What Is an Arterial Blood Gas Test (ABG)?
An arterial blood gas (ABG) test measures oxygen and carbon dioxide levels in your blood. It also measures your body’s acid-base (pH) level, which is usually in balance when you’re healthy.
You may get this test if you’re in the hospital or if you have a serious injury or illness.
Every cell in your body needs oxygen to live. When you breathe in (inhale) and breathe out (exhale), your lungs move oxygen into your blood and push carbon dioxide out. That process, called gas exchange, provides the oxygen we (and all of our cells) need to survive.
If you are having a hard time breathing, your doctor may use an arterial blood gas (ABG) test to help figure out what the problem is.
Why Is an Arterial Blood Gas Test Done?
Your doctor may ask for an arterial blood gas test to:
- Check for severe breathing and lung problems such as asthma, cystic fibrosis, or chronic obstructive pulmonary disease (COPD)
- Check how treatments for your lung problems are working
- Check whether you need extra oxygen or other help with breathing
- Check your acid-base balance. You can have too much acid in your body from kidney failure, a severe infection, specific toxic ingestions, complications of diabetes (DKA), or under-treated sleep apnea.
What Happens During an Arterial Blood Gas Test?
You are likely to have an arterial blood gas test in a hospital, but your doctor may be able to do it in their office.
Your doctor or another health care worker will use a small needle to take some of your blood, usually from your wrist. Sometimes they take it from an artery in your groin or on the inside of your arm above your elbow.
Before the arterial blood gas test, they may apply pressure to the arteries in your wrist for several seconds. The procedure, called the modified Allen test, checks that blood flow to your hand is normal.
In order to prepare for an arterial blood gas test, tell your doctor about all medications, supplements, and vitamins you’re taking.
If you’re on oxygen therapy but are able to breathe without it, they might turn off your oxygen for 20 minutes for a “room air” test before the blood gas test.
You may have a few minutes of discomfort during or after the test.

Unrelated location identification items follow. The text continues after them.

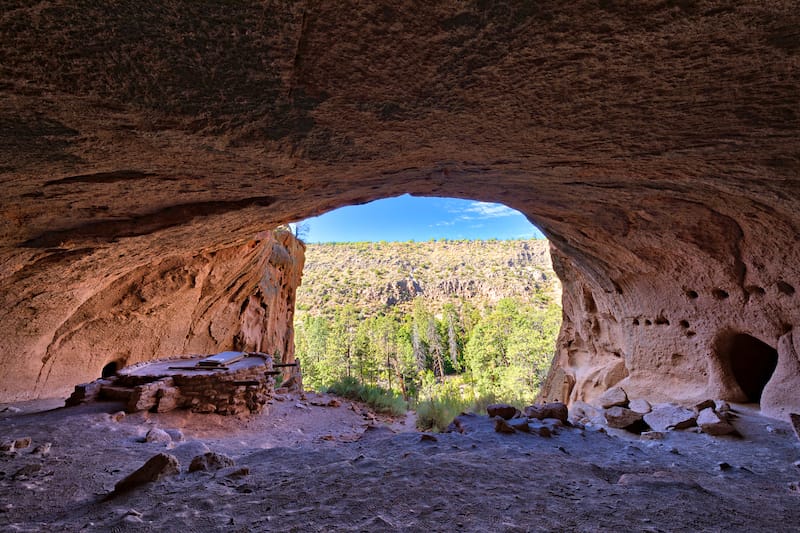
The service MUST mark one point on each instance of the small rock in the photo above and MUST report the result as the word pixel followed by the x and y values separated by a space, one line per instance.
pixel 712 424
pixel 543 431
pixel 42 449
pixel 175 434
pixel 620 417
pixel 158 435
pixel 651 435
pixel 640 406
pixel 187 451
pixel 503 410
pixel 501 426
pixel 234 472
pixel 210 461
pixel 158 466
pixel 27 471
pixel 556 410
pixel 705 404
pixel 670 416
pixel 520 424
pixel 613 397
pixel 722 407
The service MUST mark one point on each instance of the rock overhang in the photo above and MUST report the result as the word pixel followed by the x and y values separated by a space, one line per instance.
pixel 653 143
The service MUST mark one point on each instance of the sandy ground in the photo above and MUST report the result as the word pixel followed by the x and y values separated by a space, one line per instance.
pixel 315 468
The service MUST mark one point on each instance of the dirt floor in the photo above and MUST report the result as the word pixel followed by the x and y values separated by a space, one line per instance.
pixel 306 467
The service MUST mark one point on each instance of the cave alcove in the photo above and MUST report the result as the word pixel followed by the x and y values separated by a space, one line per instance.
pixel 750 361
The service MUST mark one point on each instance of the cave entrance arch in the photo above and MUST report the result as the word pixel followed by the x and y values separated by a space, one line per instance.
pixel 750 361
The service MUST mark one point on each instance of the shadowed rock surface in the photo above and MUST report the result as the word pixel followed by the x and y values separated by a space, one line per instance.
pixel 654 143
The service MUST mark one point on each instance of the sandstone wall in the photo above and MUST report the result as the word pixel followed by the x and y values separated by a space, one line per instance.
pixel 237 297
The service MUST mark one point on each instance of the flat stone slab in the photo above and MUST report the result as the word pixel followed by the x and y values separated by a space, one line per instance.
pixel 187 367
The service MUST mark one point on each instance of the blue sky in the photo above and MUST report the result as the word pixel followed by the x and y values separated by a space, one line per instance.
pixel 406 217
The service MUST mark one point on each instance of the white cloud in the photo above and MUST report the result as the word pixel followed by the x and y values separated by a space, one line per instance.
pixel 442 223
pixel 482 210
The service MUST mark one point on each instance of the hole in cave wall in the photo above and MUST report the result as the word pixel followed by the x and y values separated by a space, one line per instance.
pixel 750 361
pixel 110 369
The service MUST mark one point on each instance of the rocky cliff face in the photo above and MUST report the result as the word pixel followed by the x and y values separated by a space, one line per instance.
pixel 374 276
pixel 655 143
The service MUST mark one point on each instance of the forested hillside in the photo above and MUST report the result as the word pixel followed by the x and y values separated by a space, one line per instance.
pixel 467 319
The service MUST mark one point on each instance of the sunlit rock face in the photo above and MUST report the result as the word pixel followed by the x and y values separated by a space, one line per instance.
pixel 655 143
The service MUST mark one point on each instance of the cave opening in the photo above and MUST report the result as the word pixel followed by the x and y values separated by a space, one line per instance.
pixel 418 294
pixel 751 363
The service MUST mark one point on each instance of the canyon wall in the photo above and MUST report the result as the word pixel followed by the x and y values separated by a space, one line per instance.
pixel 654 142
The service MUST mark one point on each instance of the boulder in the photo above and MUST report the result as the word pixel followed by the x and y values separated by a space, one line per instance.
pixel 584 413
pixel 613 397
pixel 652 435
pixel 620 417
pixel 670 416
pixel 640 406
pixel 158 435
pixel 210 461
pixel 794 418
pixel 158 466
pixel 713 424
pixel 503 410
pixel 21 444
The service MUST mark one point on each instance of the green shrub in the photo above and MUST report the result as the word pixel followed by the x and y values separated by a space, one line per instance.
pixel 380 399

Collecting blood from an artery typically hurts more than drawing it from a vein. Arteries are deeper than veins, and there are sensitive nerves nearby.
You also may feel lightheaded, faint, dizzy, or nauseated while your blood is drawn. To lower the chance of bruising, you can gently press on the area for a few minutes after the needle comes out.

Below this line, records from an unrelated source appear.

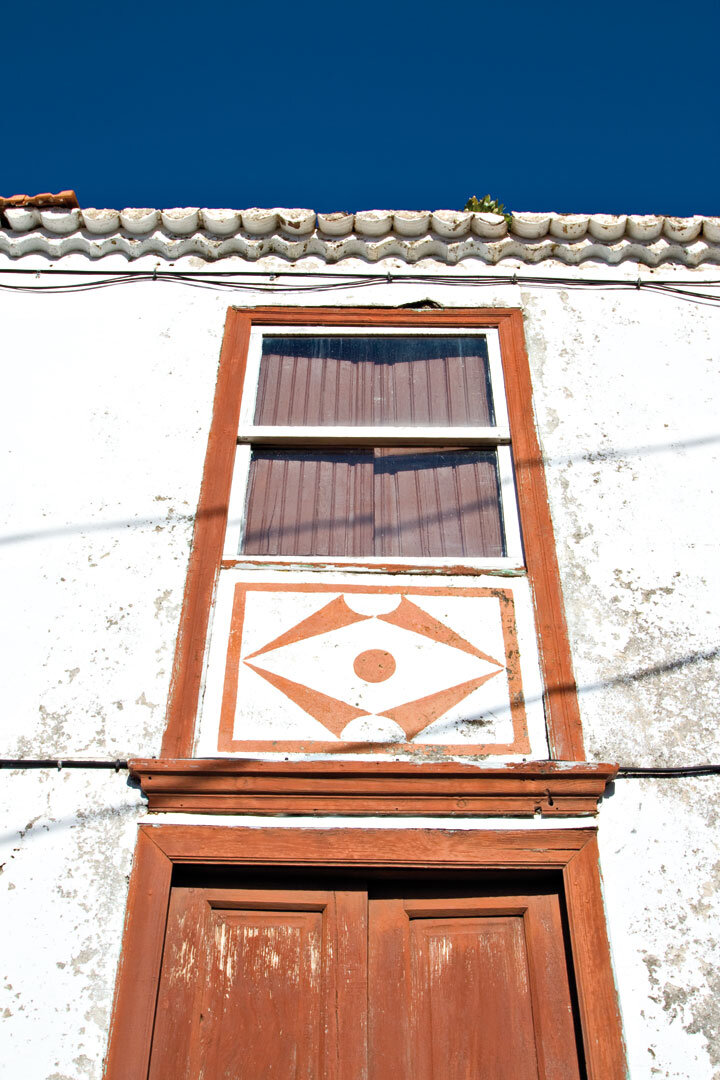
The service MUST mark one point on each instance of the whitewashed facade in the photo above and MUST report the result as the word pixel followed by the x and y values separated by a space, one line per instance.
pixel 106 412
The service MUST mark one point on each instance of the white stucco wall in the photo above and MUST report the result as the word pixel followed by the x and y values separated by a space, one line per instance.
pixel 105 418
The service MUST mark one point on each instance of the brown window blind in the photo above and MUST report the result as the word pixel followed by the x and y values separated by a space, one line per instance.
pixel 398 380
pixel 377 501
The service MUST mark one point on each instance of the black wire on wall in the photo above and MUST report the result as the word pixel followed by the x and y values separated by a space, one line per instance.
pixel 230 280
pixel 625 771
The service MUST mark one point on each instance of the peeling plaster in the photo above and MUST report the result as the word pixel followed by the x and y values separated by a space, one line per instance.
pixel 95 548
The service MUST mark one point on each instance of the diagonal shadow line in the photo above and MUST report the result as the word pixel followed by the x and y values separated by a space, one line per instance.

Arterial Blood Gas Test Risks
Any test that involves using a needle carries some risks, including bleeding, infection, and bruising. You might have some soreness where the needle went in.
Arterial Blood Gas Test Results
Results of your arterial blood gas test usually are available in less than 15 minutes. But your doctor can’t diagnose you based on an arterial blood gas test alone. So you’ll probably get other tests, too.

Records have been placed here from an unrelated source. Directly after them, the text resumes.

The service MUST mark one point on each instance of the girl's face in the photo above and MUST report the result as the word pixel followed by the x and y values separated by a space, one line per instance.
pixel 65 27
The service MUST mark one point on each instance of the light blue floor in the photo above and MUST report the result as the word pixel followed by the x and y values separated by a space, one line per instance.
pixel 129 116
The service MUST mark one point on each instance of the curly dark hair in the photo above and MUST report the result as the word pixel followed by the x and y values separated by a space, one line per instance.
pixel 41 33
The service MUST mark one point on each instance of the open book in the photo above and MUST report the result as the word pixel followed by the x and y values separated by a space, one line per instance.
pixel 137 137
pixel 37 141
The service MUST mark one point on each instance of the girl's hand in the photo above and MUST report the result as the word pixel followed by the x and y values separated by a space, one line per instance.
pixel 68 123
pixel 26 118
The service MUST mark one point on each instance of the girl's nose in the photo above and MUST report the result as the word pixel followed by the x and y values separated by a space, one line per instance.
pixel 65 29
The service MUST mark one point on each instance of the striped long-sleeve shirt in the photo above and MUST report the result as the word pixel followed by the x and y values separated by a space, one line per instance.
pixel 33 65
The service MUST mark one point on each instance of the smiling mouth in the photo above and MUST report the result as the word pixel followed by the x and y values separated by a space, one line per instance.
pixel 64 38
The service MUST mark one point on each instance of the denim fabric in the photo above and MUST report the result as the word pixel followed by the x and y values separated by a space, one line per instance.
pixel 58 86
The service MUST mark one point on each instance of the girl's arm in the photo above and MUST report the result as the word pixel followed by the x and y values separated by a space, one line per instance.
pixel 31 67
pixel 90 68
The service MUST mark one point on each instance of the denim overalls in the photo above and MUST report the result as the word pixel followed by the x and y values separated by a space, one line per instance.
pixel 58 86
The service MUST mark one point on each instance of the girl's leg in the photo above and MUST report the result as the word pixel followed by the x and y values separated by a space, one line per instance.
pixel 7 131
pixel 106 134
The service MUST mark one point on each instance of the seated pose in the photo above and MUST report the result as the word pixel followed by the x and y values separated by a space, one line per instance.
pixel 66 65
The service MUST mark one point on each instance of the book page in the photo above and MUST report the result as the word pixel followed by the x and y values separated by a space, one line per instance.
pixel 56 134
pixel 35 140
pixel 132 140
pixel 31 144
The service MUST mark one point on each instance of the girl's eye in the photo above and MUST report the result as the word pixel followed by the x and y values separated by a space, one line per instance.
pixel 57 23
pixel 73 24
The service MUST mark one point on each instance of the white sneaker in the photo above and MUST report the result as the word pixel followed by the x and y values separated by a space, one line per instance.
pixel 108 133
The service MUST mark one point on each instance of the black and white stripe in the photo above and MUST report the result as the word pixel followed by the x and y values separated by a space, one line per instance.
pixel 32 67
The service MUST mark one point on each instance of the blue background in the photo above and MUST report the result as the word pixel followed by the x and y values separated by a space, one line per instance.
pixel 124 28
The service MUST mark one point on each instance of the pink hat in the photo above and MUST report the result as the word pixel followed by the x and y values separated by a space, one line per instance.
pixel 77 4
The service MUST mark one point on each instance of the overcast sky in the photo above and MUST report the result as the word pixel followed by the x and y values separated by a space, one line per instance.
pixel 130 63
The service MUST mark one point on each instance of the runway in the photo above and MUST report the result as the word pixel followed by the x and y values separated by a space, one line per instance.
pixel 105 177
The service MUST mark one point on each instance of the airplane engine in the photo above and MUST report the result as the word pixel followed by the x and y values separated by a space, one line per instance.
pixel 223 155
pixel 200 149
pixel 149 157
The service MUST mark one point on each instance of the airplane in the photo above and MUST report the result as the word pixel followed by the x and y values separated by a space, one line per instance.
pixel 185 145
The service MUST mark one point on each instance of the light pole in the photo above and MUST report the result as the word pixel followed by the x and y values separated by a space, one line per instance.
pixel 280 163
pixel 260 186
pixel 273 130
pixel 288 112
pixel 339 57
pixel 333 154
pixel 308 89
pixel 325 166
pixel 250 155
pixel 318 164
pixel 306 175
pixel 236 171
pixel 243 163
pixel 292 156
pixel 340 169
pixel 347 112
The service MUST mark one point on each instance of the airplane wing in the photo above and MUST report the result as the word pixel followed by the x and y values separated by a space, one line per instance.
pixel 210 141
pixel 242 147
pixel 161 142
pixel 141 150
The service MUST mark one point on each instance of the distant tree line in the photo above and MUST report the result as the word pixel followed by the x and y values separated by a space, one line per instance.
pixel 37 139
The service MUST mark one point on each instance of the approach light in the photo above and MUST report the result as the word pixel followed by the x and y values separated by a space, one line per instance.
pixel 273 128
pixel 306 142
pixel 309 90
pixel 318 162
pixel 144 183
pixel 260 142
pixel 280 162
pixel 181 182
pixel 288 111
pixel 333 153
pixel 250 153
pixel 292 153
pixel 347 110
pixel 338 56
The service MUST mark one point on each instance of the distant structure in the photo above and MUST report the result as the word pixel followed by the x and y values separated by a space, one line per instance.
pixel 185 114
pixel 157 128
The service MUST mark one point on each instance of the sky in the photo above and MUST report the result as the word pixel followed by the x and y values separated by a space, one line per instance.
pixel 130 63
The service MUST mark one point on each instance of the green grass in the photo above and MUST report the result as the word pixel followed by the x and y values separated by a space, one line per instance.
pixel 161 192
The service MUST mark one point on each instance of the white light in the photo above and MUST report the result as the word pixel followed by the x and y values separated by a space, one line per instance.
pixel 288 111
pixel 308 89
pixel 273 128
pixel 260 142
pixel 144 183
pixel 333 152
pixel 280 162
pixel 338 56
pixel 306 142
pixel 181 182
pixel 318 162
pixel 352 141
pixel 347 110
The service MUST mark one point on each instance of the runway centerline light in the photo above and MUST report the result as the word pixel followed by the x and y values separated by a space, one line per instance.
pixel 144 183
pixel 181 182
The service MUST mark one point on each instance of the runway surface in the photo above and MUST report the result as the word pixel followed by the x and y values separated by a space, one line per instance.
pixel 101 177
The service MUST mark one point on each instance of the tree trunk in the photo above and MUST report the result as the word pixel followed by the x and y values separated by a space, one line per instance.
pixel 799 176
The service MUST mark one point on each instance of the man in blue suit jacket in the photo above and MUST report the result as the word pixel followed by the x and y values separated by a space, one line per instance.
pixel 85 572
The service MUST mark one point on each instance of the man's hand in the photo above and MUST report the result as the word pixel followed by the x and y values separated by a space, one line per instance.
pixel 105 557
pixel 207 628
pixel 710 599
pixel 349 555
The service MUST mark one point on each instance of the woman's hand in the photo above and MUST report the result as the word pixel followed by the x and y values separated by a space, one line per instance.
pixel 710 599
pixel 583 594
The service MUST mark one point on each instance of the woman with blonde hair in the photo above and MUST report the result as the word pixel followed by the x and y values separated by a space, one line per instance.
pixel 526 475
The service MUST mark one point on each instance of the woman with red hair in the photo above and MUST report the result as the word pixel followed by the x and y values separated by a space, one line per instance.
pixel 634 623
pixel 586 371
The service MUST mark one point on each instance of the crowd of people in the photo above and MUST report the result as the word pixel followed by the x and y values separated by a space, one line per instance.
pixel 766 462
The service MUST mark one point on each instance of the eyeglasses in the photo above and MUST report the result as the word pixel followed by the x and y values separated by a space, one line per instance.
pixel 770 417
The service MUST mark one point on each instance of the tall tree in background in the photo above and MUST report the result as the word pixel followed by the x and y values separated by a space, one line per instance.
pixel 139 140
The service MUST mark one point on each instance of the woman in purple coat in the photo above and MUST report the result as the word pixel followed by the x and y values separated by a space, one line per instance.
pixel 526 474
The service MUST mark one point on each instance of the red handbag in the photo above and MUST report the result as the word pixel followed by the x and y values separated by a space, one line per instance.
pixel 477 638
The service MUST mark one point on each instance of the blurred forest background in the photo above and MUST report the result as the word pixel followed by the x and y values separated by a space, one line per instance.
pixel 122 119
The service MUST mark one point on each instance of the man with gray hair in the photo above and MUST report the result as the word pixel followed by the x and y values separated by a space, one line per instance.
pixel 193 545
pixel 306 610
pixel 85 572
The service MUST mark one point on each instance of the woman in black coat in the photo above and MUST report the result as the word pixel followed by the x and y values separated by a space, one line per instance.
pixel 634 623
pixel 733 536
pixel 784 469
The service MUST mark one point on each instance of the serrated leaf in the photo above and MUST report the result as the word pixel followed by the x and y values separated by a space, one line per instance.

Your arterial blood gas test results may show whether:
- You are are getting enough oxygen
- Your lungs are removing enough carbon dioxide
- Your kidneys are working properly
The numbers for normal results vary. There could many reasons why your numbers might be not be in this range, including diseases or injuries that affect your breathing. Your doctor will interpret your ABG results as they related to your medical history and your current condition. Your ABG results will play a part in your diagnosis and treatment.